INC-149728 · Issue 608107
Application wizard security updated
Resolved in Pega Version 8.4.4
A user having PegaRULES:User1 role only was able to run the Create Application wizard until an authorization block was reached, yet some rules were created. No operator records were created as part of this process. This was traced to code left in place after the creation of pxAppConfig and pzAppConfig portals, and has been resolved. The New Application wizard UI will display a message to a user when they lack access to build a new application, and an error will be displayed for any attempt to create a new application directly via pzCreateNewApplication to address a scenario where a user might be trying to call the activity without the front end.
INC-150039 · Issue 608044
Adjusted validation of literal value of a parameter
Resolved in Pega Version 8.4.4
When mapping a parameterized when rule to the proposition filter, parameters passed from the proposition filter page were not getting flown to the when rule.
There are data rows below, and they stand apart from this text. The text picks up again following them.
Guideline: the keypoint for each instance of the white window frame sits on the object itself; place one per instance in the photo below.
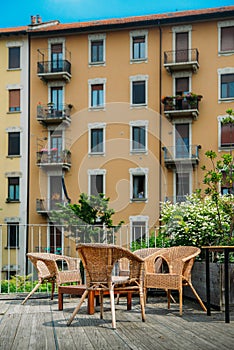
(223, 71)
(134, 79)
(97, 81)
(182, 29)
(15, 44)
(92, 126)
(133, 34)
(139, 218)
(136, 172)
(13, 130)
(220, 147)
(189, 171)
(139, 123)
(96, 172)
(221, 25)
(95, 37)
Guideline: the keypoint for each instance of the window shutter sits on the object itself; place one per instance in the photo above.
(14, 98)
(227, 38)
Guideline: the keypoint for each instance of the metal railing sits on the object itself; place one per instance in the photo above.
(178, 56)
(54, 239)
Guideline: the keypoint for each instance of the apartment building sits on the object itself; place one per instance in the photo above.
(13, 147)
(126, 107)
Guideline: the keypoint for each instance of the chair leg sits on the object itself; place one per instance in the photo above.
(101, 304)
(168, 298)
(112, 301)
(181, 300)
(78, 307)
(142, 303)
(197, 296)
(31, 293)
(52, 290)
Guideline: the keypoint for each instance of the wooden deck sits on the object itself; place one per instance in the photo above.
(39, 325)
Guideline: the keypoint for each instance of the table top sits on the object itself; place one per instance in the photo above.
(219, 247)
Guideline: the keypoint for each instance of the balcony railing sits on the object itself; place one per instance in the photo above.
(48, 114)
(186, 106)
(54, 157)
(181, 60)
(181, 155)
This was caused by special character validation for a literal value of a parameter which necessitated putting the parameter value within quotes and which resulted in a parameter value mismatch at run time. To support this use, this validation has been disabled as parameter values would not get included within quotes. This change does not have any impact on when rule or proposition filter rules java generation.
INC-150845 · Issue 606354
OpenRule logic updated for GetRuleInfo
Resolved in Pega Version 8.4.4
The exception "InsufficientPrivileges:RuleExecutionDenied RULE-OBJ-ACTIVITY @BASECLASS PZGETRULEINFO" was thrown for some access groups when attempting to view a section from the end-user perspective on the Opportunity screen. Investigation showed this happened when a section had a table in which "Optimize code" was unchecked. If "Optimize code" was checked, then the exception was not thrown. This was traced to recent security changes in pzGetRuleInfo which affected the BAC registration process, and has been resolved by updating the way the openRule action registration logic invokes the activity.
INC-151669 · Issue 618042
Formulas corrected for GenerateExcelFile
Resolved in Pega Version 8.4.4
After upgrade, using pxGenerateExcelFile to generate an Excel file resulted in some formulas and values not displaying. This scenario used an Excel template with two tabs - one showing direct page values and the second displaying the calculated values of first sheet. In the exported file, the formula was not getting evaluated unless and until the cell was activated with the enter key. This is a known limitation, and a temporary solution has been made here to add parameters that force the formula evaluations on the saved Excel document when editing is turned on. A more complete solution will be included in the next patch release.
INC-137874 · Issue 599131
Cross-site scripting update for Dev Studio
Resolved in Pega Version 8.4.4
Cross Site Scripting (XSS) protections have been added to Developer Studio.
INC-140224 · Issue 604006
Corrected SAML SSO error
Resolved in Pega Version 8.4.4
After opening a case from the Pega-FCM portal or after logging in from SSO, closing the Pega window and opening it again resulted in the error "Unable to process the SAML WebSSO request : Violation of PRIMARY KEY constraint %27pr_data_saml_requestor_PK%27. Cannot insert duplicate key in object". This was a missed use case that happens only under the old SAML configuration, and has been resolved by removing a when condition that checks for stepstatus fail for the pySAMLwebSSOAuthentication activity.
INC-141595 · Issue 602715
CSRF and Browser fingerprint tokens added for testing custom scripts
Resolved in Pega Version 8.4.4
After upgrade, the test window appeared blank when attempting to test Decision Table rules. This was traced to there not being CSRF token and Browser fingerprint handling in the custom script used to show a prompt screen to the user. Because the CSRF token validation was missing, the request failed. To resolve this, CSRF and Browser fingerprint tokens have been added as hidden fields.
INC-141940 · Issue 601543
Revoke Access Token check removed from OAuth Client Registration
Resolved in Pega Version 8.4.4
When client credentials were implemented, the OAuth 2.0 Client Registration form was designed such that once the instance was created and a token issued, the access tokens were deleted on save. Process changes now indicate that it should be possible to save the form because it may only have History Description/Usage changes made to it and Revoke Token and Regenerate Secret buttons are already available. To address this, the Revoke Access Token check has been removed from the validate activity of Client Registration.
INC-144591 · Issue 601611
Oauth and beanutils jars upgraded
Resolved in Pega Version 8.4.4
The third party Oauth2 jars and commons-beanutils jar have been updated to the latest versions.
INC-144597 · Issue 598307
Updated handling for MT query of pr_data_admin table
Resolved in Pega Version 8.4.4
When using a multi-tenant environment with Oracle, as the number of users in the environment increased, the number of queries of the pr_data_admin table "WHERE pyEnableAuthService" increased exponentially and causes system slowness. This was traced to missed handling for the @ character in the authentication service cache while requesting, and has been resolved by updating authservicecache.java.